Personalized nutrition is a parallel to personalized medicine. The concept of adapting diet to individual needs is not new – for example, growing children, active athletes, pregnant women, and elderly people all have known specific nutrient requirements. Nutrigenomics changes personalized nutrition by using your genetic make-up as a differentiating factor. Each person is different. Because of your unique metabolism and genetic risks, you may need to add nutritional supplements to your diet or be weary of foods that are bad for your health.

The field takes nutritional science far beyond the basic food pyramid schema to address the diet-genome interactions behind major health issues. There are inherited metabolic disorders that can be life-threatening, which is why diagnostics for metabolic errors are vitally important for newborns. Diabetes, obesity, immune system disorders, heart health, infectious disease, and cancer are just some of the other conditions impacted by nutrigenomics. A prime example is celiac disease, the gluten-autoimmune disorder with genetic roots that has started the recent trend in gluten-free food and drinks. Most people with celiac have no obvious symptoms but the condition can cause major issues like anemia and even intestinal cancer without proper dietary intervention. Another example is individuals with specific variants related to insulin resistance can benefit greatly from adopting Mediterranean diet rather than the typical low-fat diet recommended to prediabetics and diabetics. Even though the current diagnostics for disorders like these are usually metabolic blood tests, with research constantly advancing and genomic profiling entering standard clinical care, it is feasible that genotyping could become the new standard screen.
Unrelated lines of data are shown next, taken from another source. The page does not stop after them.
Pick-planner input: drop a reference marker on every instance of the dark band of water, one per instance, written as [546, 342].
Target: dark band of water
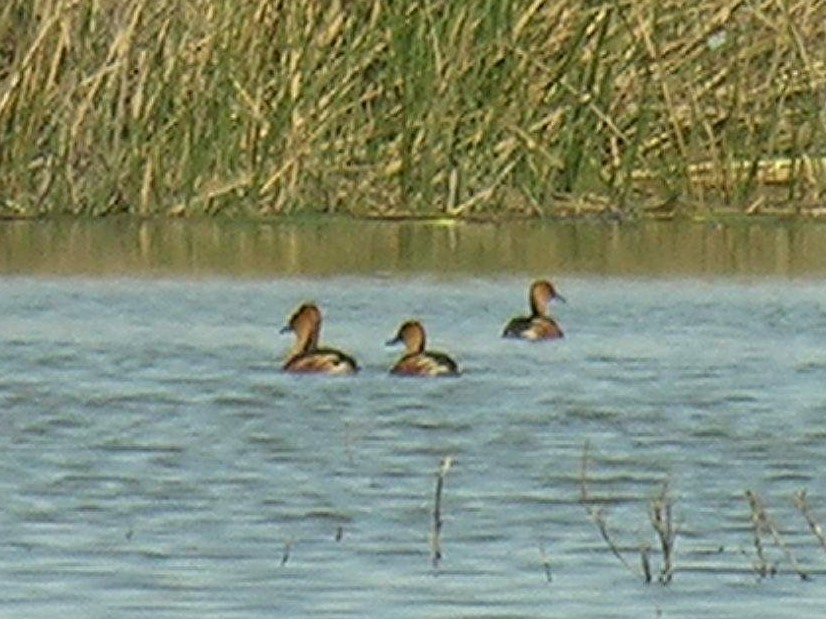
[336, 246]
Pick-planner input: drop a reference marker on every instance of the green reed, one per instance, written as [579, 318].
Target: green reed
[430, 107]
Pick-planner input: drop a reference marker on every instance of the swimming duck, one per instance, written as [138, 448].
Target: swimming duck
[417, 361]
[539, 325]
[306, 356]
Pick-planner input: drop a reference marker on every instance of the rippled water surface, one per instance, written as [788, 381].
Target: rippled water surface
[155, 462]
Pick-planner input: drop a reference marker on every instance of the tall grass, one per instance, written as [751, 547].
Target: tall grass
[428, 107]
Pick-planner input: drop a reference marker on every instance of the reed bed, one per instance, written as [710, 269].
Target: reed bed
[422, 108]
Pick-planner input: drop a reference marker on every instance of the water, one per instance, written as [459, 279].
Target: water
[156, 462]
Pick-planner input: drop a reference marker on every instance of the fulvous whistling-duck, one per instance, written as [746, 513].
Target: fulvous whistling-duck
[539, 325]
[306, 356]
[417, 361]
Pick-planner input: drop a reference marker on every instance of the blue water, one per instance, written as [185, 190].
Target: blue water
[155, 462]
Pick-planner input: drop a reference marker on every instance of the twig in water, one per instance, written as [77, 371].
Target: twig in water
[663, 524]
[802, 504]
[436, 535]
[762, 523]
[645, 552]
[597, 515]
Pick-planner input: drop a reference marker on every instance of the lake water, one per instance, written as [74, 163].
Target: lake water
[156, 462]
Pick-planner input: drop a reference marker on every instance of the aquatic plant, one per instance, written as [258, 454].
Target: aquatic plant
[434, 108]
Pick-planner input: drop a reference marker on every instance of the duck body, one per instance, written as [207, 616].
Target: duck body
[417, 361]
[306, 356]
[321, 361]
[533, 328]
[538, 325]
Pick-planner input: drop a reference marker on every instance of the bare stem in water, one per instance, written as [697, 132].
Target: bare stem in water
[596, 514]
[436, 534]
[762, 524]
[801, 502]
[663, 524]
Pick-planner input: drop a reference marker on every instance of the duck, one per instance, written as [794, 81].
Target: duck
[417, 361]
[539, 325]
[306, 356]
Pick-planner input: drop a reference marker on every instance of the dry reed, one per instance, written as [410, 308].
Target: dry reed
[488, 109]
[436, 531]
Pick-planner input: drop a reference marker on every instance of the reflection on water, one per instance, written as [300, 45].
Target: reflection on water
[334, 246]
[155, 462]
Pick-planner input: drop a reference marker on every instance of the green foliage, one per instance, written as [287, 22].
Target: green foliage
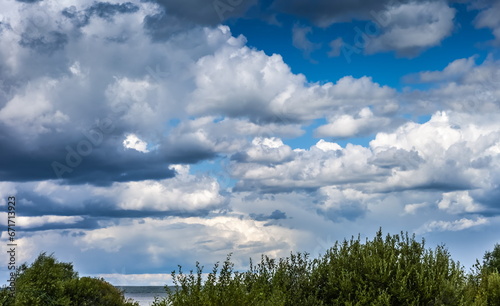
[390, 270]
[492, 259]
[49, 282]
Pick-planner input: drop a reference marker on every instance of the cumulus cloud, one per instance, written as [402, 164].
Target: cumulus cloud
[347, 126]
[302, 42]
[488, 18]
[456, 225]
[404, 32]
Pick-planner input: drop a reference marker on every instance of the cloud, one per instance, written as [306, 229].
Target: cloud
[347, 126]
[302, 42]
[413, 27]
[458, 202]
[324, 13]
[488, 18]
[335, 47]
[462, 87]
[133, 142]
[454, 71]
[457, 225]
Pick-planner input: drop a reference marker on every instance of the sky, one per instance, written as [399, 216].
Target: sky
[141, 135]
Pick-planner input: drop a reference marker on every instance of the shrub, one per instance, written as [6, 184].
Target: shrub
[395, 270]
[49, 282]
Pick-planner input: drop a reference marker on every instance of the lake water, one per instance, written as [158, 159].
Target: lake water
[145, 295]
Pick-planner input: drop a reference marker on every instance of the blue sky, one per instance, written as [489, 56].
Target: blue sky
[139, 135]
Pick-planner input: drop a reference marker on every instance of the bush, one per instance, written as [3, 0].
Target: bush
[395, 270]
[49, 282]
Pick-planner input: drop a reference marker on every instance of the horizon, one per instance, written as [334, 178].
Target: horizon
[141, 135]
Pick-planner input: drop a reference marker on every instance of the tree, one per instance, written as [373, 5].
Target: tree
[50, 282]
[491, 260]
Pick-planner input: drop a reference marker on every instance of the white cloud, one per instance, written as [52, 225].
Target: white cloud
[457, 225]
[412, 27]
[133, 142]
[32, 222]
[454, 70]
[411, 209]
[301, 41]
[458, 202]
[488, 18]
[349, 126]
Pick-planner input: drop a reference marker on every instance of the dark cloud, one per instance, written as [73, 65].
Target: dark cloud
[44, 42]
[325, 12]
[177, 15]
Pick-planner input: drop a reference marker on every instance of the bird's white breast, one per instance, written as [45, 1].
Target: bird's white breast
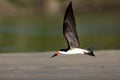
[74, 51]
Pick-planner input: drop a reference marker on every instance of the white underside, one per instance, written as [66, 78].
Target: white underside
[75, 51]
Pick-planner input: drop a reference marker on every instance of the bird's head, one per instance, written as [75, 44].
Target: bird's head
[56, 54]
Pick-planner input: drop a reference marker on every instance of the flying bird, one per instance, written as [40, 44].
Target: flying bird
[70, 34]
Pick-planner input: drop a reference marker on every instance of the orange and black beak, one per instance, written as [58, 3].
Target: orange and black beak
[54, 55]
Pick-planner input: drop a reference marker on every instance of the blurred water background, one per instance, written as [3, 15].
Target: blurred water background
[36, 25]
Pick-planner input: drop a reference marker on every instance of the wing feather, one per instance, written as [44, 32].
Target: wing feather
[69, 28]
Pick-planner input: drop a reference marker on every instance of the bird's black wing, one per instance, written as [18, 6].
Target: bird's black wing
[69, 28]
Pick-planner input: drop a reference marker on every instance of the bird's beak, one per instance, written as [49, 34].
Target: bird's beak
[54, 55]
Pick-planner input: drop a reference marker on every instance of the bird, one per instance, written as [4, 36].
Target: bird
[71, 36]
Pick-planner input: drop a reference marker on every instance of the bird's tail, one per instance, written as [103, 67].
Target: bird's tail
[91, 51]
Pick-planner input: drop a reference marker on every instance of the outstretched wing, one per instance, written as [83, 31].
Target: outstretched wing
[69, 28]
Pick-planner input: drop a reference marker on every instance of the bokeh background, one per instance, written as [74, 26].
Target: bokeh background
[36, 25]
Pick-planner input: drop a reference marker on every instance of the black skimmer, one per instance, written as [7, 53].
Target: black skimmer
[69, 31]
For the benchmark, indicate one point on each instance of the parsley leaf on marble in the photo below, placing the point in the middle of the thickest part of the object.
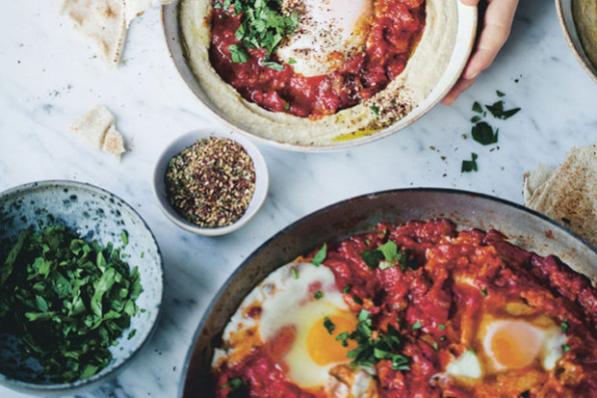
(484, 134)
(497, 110)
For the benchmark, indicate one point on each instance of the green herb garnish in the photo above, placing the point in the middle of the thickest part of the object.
(374, 347)
(238, 54)
(484, 134)
(320, 256)
(497, 110)
(477, 107)
(329, 325)
(388, 255)
(470, 165)
(263, 26)
(67, 299)
(294, 272)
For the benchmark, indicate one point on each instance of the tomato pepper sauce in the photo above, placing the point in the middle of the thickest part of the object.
(427, 293)
(394, 31)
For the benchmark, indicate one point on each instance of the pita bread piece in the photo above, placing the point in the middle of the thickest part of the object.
(569, 194)
(135, 8)
(104, 21)
(98, 128)
(534, 179)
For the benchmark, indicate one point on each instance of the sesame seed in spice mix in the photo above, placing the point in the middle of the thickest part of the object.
(211, 183)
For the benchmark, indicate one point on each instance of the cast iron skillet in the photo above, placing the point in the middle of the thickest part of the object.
(524, 227)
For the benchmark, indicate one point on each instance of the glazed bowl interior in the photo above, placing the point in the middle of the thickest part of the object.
(467, 25)
(94, 214)
(523, 227)
(186, 140)
(572, 37)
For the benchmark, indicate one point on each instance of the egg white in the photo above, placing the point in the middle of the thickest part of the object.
(326, 27)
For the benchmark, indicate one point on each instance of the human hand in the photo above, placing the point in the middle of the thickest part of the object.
(497, 24)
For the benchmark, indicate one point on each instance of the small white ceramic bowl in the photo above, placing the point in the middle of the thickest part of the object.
(261, 181)
(566, 18)
(98, 215)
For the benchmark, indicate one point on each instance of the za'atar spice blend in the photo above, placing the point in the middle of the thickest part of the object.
(211, 183)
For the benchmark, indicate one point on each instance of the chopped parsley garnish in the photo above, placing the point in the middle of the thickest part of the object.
(263, 25)
(470, 165)
(320, 256)
(69, 300)
(497, 110)
(374, 345)
(272, 65)
(238, 54)
(484, 134)
(329, 325)
(237, 388)
(477, 107)
(388, 255)
(294, 272)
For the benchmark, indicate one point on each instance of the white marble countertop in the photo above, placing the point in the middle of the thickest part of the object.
(50, 77)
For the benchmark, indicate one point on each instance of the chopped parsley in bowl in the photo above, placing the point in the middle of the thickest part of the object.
(81, 284)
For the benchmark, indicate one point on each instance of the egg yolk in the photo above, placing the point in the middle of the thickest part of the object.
(322, 346)
(515, 345)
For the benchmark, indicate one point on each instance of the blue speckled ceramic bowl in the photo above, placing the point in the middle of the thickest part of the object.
(97, 215)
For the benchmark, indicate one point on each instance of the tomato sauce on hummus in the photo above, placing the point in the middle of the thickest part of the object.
(394, 30)
(454, 280)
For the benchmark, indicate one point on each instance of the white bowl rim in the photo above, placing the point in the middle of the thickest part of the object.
(261, 180)
(466, 11)
(117, 367)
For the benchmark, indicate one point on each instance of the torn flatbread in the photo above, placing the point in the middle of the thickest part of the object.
(113, 142)
(106, 22)
(98, 128)
(135, 8)
(103, 21)
(569, 194)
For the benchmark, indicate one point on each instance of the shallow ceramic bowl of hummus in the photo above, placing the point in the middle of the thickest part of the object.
(366, 106)
(578, 19)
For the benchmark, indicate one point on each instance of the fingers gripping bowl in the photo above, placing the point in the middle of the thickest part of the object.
(450, 369)
(309, 93)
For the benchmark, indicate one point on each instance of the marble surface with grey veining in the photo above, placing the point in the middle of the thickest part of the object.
(50, 76)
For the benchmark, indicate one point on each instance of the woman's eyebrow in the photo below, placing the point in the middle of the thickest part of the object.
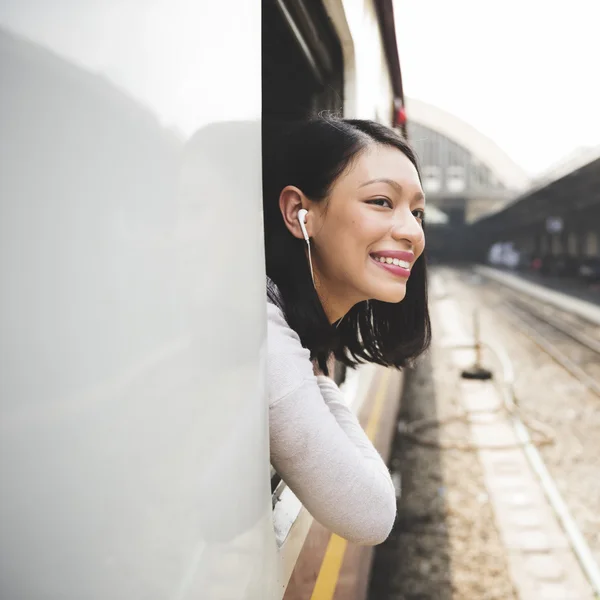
(391, 182)
(419, 197)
The science of nutrigenomics is an exciting evolution. We are understanding more and more how our environment and food shift our health. In the future, the grocery aisle will be filled with personalized, practical solutions for health problems – not just “gluten-free” labels, but all different kinds of bioactive food molecules will be highlighted on grocery products to help you make the best choices for your health. As research continues to advance, New Amsterdam Genomics will continue to keep you at the forefront – giving you and your doctor the most important findings related to your specific genome, including any nutritional information that intersects with disease assessment, prevention, and management.